The NSF Office of Cyberinfrastructure has released a solicitation for acquisition and operation of large scale systems. Below is an excerpt of the announcement, for further detail on proposals due March 7, 2011, please see http://www.nsf.gov/funding/pgm_summ.jsp?pims_id=503148&org=OCI&from=home.
The NSF’s vision for Cyberinfrastructure in the 21st Century includes enabling sustained petascale computational and data-driven science and engineering through the deployment and support of a world-class High Performance Computing (HPC) environment. For the past decade the NSF has provided the open science and engineering community with state of the art HPC assets ranging from loosely coupled clusters, to large scale instruments with many thousands of computing cores communicating via fast interconnects.
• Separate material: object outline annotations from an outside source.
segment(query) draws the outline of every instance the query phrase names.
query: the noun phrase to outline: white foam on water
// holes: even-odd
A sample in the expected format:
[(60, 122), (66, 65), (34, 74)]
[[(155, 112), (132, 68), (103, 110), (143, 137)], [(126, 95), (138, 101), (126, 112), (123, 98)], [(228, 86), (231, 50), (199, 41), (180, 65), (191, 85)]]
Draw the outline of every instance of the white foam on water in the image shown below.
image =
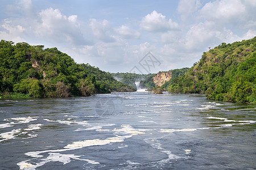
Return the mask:
[(216, 108), (216, 107), (214, 105), (203, 105), (202, 104), (201, 106), (202, 106), (202, 108), (197, 108), (199, 110), (209, 110), (210, 108)]
[(89, 124), (88, 123), (87, 121), (84, 121), (82, 122), (77, 122), (76, 121), (70, 121), (70, 120), (49, 120), (48, 118), (44, 118), (44, 120), (47, 121), (47, 122), (58, 122), (60, 123), (61, 124), (66, 124), (68, 125), (73, 125), (72, 124), (76, 124), (78, 125), (88, 125)]
[[(0, 124), (0, 129), (14, 126), (13, 125), (15, 124), (27, 124), (31, 121), (35, 121), (36, 120), (37, 118), (33, 118), (30, 116), (28, 116), (27, 117), (24, 117), (5, 118), (3, 121), (11, 122), (6, 124)], [(17, 122), (15, 122), (14, 121)]]
[[(78, 128), (77, 129), (75, 130), (74, 131), (92, 130), (99, 130), (99, 129), (100, 130), (104, 126), (114, 126), (115, 125), (115, 124), (98, 124), (97, 125), (93, 126), (92, 127), (88, 128), (86, 128), (86, 129)], [(92, 126), (92, 125), (90, 125)]]
[(150, 145), (154, 148), (158, 149), (160, 150), (161, 152), (165, 153), (168, 155), (168, 158), (163, 159), (159, 161), (156, 162), (156, 163), (158, 164), (163, 164), (166, 163), (167, 162), (169, 162), (170, 160), (172, 159), (180, 159), (182, 157), (175, 155), (174, 154), (172, 154), (171, 151), (166, 150), (164, 148), (163, 148), (161, 146), (161, 143), (158, 142), (158, 139), (156, 138), (154, 139), (145, 139), (144, 141), (146, 143), (151, 143)]
[(91, 160), (89, 159), (80, 159), (79, 158), (84, 155), (75, 155), (74, 154), (61, 154), (60, 153), (52, 153), (49, 152), (49, 156), (45, 158), (42, 159), (42, 162), (35, 164), (32, 164), (31, 163), (27, 163), (31, 160), (27, 160), (26, 161), (22, 161), (18, 163), (17, 165), (19, 166), (20, 169), (36, 169), (36, 168), (41, 167), (44, 164), (51, 162), (59, 162), (66, 164), (71, 162), (71, 159), (75, 160), (84, 160), (86, 161), (89, 163), (93, 164), (98, 164), (98, 162), (94, 160)]
[(151, 118), (151, 119), (153, 118), (152, 117), (151, 117), (144, 116), (138, 116), (138, 117), (144, 117), (144, 118)]
[(135, 99), (134, 97), (123, 97), (123, 98), (127, 99)]
[(130, 165), (137, 165), (137, 164), (140, 164), (140, 163), (139, 163), (133, 162), (131, 162), (131, 161), (130, 161), (130, 160), (127, 160), (127, 161), (126, 161), (126, 162), (127, 162), (127, 163), (129, 163), (129, 164), (130, 164)]
[(128, 145), (124, 145), (124, 146), (118, 146), (118, 148), (125, 148), (125, 147), (128, 147)]
[(146, 120), (143, 120), (143, 121), (139, 121), (139, 122), (158, 124), (158, 123), (156, 123), (156, 122), (154, 122), (154, 121), (146, 121)]
[(152, 107), (169, 107), (172, 106), (171, 104), (166, 104), (166, 105), (151, 105)]
[(192, 131), (197, 130), (197, 129), (192, 128), (192, 129), (161, 129), (160, 130), (161, 132), (166, 132), (166, 133), (173, 133), (176, 131)]
[(8, 139), (14, 139), (15, 138), (15, 137), (17, 137), (19, 134), (20, 134), (21, 133), (22, 129), (13, 129), (11, 131), (1, 133), (0, 138), (2, 138), (2, 139), (0, 140), (0, 142)]
[(256, 108), (251, 108), (251, 109), (238, 109), (237, 110), (256, 110)]
[(112, 131), (118, 132), (122, 134), (130, 134), (131, 135), (143, 134), (145, 133), (144, 131), (148, 130), (152, 130), (152, 129), (134, 129), (130, 125), (121, 125), (122, 129), (114, 129)]
[(11, 127), (11, 126), (13, 126), (13, 125), (14, 125), (14, 122), (13, 122), (13, 123), (10, 122), (10, 123), (6, 123), (6, 124), (0, 124), (0, 129)]
[(48, 118), (44, 118), (44, 120), (47, 121), (47, 122), (59, 122), (61, 124), (66, 124), (68, 125), (72, 125), (72, 124), (75, 122), (75, 121), (67, 121), (67, 120), (51, 120)]
[(210, 119), (218, 119), (218, 120), (228, 120), (228, 118), (223, 118), (223, 117), (208, 117), (208, 118), (210, 118)]
[[(11, 139), (15, 139), (16, 137), (20, 134), (27, 134), (27, 131), (31, 131), (34, 130), (38, 130), (41, 129), (40, 126), (42, 126), (42, 124), (31, 124), (28, 125), (27, 128), (25, 129), (13, 129), (11, 131), (5, 132), (0, 134), (0, 142), (2, 142), (3, 141), (9, 140)], [(27, 138), (32, 138), (37, 137), (37, 134), (28, 134), (29, 137)]]
[(98, 115), (91, 115), (91, 116), (85, 116), (86, 117), (99, 117)]
[(186, 152), (185, 154), (189, 154), (190, 152), (191, 152), (191, 150), (184, 150), (185, 152)]
[(31, 124), (28, 125), (28, 128), (24, 129), (24, 130), (38, 130), (41, 129), (40, 126), (43, 126), (43, 124)]
[(72, 144), (69, 144), (64, 147), (65, 148), (75, 150), (84, 147), (105, 145), (110, 143), (121, 142), (126, 138), (130, 138), (132, 135), (117, 136), (112, 138), (108, 138), (106, 139), (101, 140), (98, 139), (89, 139), (83, 141), (74, 142)]
[[(96, 162), (93, 160), (79, 159), (79, 157), (81, 156), (76, 156), (73, 154), (64, 155), (61, 154), (59, 152), (79, 149), (84, 147), (105, 145), (112, 143), (122, 142), (123, 142), (125, 139), (132, 137), (133, 135), (144, 134), (144, 133), (143, 133), (143, 131), (151, 130), (148, 129), (135, 129), (130, 125), (122, 125), (121, 127), (122, 127), (122, 128), (121, 129), (117, 129), (115, 128), (113, 131), (115, 131), (115, 133), (129, 134), (130, 135), (123, 136), (118, 135), (114, 137), (108, 138), (105, 139), (94, 139), (74, 142), (71, 144), (68, 144), (67, 146), (64, 146), (63, 149), (27, 152), (25, 154), (25, 155), (32, 158), (35, 158), (34, 159), (40, 159), (40, 158), (43, 157), (44, 156), (40, 155), (43, 153), (48, 153), (49, 156), (48, 156), (46, 158), (42, 159), (40, 160), (40, 162), (35, 164), (32, 164), (31, 163), (27, 163), (28, 162), (31, 161), (31, 160), (30, 159), (18, 163), (17, 165), (19, 166), (20, 169), (35, 169), (36, 168), (40, 167), (49, 162), (58, 161), (63, 162), (63, 164), (67, 164), (70, 162), (71, 158), (80, 160), (87, 161), (88, 163), (92, 164), (99, 164), (98, 162)], [(127, 146), (125, 146), (125, 147)]]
Previous solicitations, as exemplified by the multi-pronged Track Two acquisitions, have provided more than two petaflops (1015 floating point operations per second) of compute power on real applications, that consume large amounts of memory, and work with very large data sets. These resources have been made available through the TeraGrid, the world’s largest, most powerful and comprehensive distributed cyberinfrastructure for open science. In addition to the Track Two acquisitions, the ongoing Track One program promises to deliver a petaflop of sustained power capable of tackling some of the most challenging scientific problems across multiple science and engineering domains.
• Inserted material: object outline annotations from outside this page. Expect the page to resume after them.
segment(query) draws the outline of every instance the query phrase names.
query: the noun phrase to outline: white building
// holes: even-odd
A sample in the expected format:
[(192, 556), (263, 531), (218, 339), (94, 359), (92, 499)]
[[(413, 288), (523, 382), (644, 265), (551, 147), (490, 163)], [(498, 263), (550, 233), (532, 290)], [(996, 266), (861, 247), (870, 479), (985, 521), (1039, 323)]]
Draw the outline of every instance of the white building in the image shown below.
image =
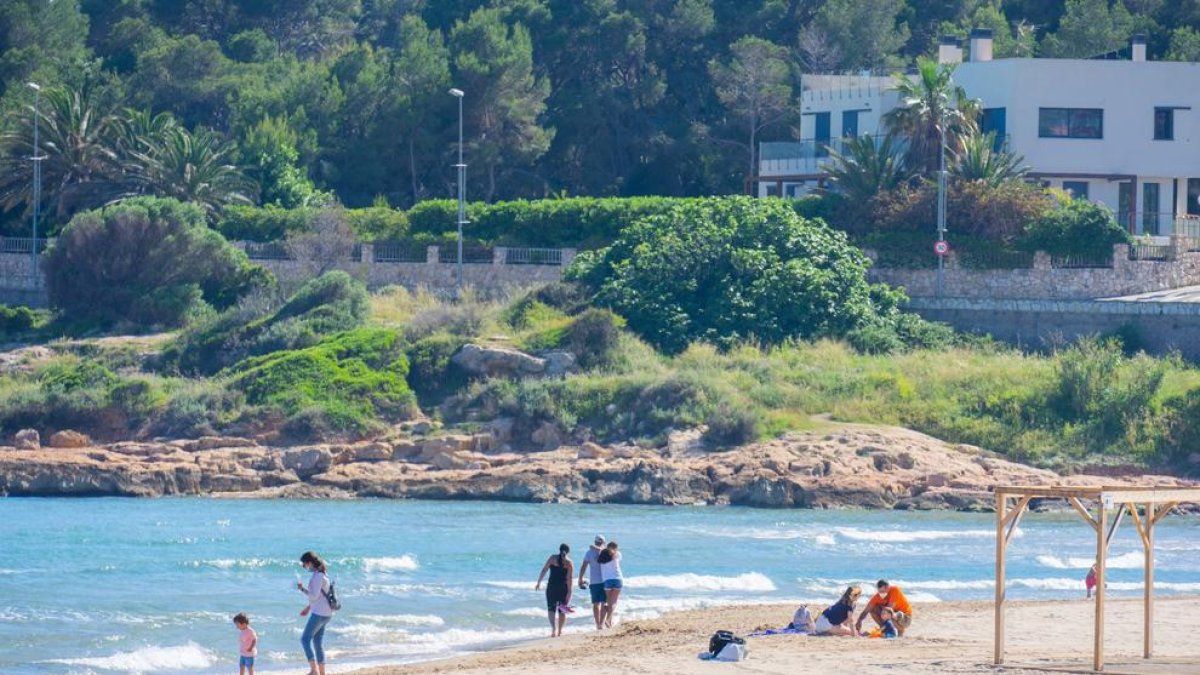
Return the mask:
[[(1127, 60), (992, 60), (991, 47), (991, 31), (972, 31), (971, 60), (954, 79), (982, 102), (983, 130), (1007, 139), (1031, 178), (1108, 205), (1135, 234), (1200, 222), (1200, 64), (1147, 61), (1140, 36)], [(962, 60), (955, 38), (942, 41), (938, 60)], [(761, 145), (757, 193), (815, 189), (826, 148), (884, 132), (882, 114), (898, 104), (893, 85), (886, 77), (805, 76), (803, 141)]]

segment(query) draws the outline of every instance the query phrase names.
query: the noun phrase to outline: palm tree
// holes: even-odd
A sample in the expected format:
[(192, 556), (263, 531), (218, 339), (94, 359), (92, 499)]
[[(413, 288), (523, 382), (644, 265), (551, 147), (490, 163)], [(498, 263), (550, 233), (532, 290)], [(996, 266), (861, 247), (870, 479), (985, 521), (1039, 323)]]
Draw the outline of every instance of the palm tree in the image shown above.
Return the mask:
[(130, 156), (140, 192), (192, 202), (210, 214), (224, 204), (253, 203), (254, 181), (234, 165), (236, 148), (217, 133), (172, 123), (139, 144)]
[(901, 77), (895, 85), (900, 104), (883, 115), (893, 133), (908, 139), (908, 166), (923, 175), (938, 171), (942, 131), (952, 153), (961, 151), (961, 138), (976, 130), (978, 101), (954, 83), (954, 66), (917, 59), (917, 73)]
[(851, 202), (862, 203), (880, 192), (900, 186), (912, 177), (904, 150), (892, 135), (847, 138), (841, 150), (829, 150), (826, 173), (833, 190)]
[(997, 148), (996, 132), (968, 133), (960, 138), (961, 149), (954, 154), (950, 174), (959, 180), (983, 183), (998, 187), (1010, 180), (1021, 180), (1030, 171), (1025, 157), (1008, 148)]
[[(0, 136), (0, 207), (32, 202), (34, 109)], [(48, 89), (37, 112), (47, 213), (60, 220), (122, 193), (116, 117), (91, 89)]]

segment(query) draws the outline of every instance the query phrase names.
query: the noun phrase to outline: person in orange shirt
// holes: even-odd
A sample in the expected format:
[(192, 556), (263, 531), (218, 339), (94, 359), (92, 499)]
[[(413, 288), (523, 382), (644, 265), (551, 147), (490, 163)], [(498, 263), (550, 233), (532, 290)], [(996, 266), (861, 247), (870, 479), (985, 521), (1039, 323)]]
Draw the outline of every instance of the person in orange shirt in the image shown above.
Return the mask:
[(912, 623), (912, 605), (908, 604), (908, 598), (904, 597), (904, 591), (900, 590), (900, 586), (893, 586), (884, 579), (880, 579), (875, 584), (875, 589), (876, 593), (866, 603), (866, 609), (858, 615), (854, 629), (859, 633), (863, 632), (863, 620), (866, 619), (868, 614), (875, 620), (876, 626), (882, 627), (884, 623), (883, 608), (890, 608), (896, 629), (904, 635), (904, 632), (908, 629), (908, 625)]

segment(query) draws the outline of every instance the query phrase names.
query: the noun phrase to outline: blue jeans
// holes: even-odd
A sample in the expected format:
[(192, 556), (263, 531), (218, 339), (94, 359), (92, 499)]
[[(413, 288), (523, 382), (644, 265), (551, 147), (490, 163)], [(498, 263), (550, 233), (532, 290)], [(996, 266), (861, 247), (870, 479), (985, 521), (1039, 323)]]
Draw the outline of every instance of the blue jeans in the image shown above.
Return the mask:
[(330, 619), (332, 616), (308, 615), (308, 623), (305, 625), (304, 633), (300, 635), (300, 646), (304, 647), (304, 656), (308, 661), (325, 663), (325, 626), (329, 625)]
HPC Resource Providers – those organizations willing to acquire, deploy and operate HPC resources in service to the science and engineering research and education community – play a key role in the provision and support of a national Cyberinfrasructure. With this solicitation, the NSF requests proposals from organizations willing to serve as HPC Resource Providers within Extreme Digital (XD), the successor to TeraGrid, and who propose to acquire and deploy new, innovative petascale HPC systems and services.
Competitive HPC systems will:
- Expand the range of data intensive computationally-challenging science and engineering applications that can be tackled with XD HPC services;
- Introduce a major new innovative capability component to science and engineering research communities:
- Provide an effective migration path to researchers scaling data and code beyond the campus level;
- Incorporate reliable, robust system software and services essential to optimal sustained performance;
- Efficiently provide a high degree of stability and usability by January, 2013; and
- Complement and leverage existing XD capabilities and services.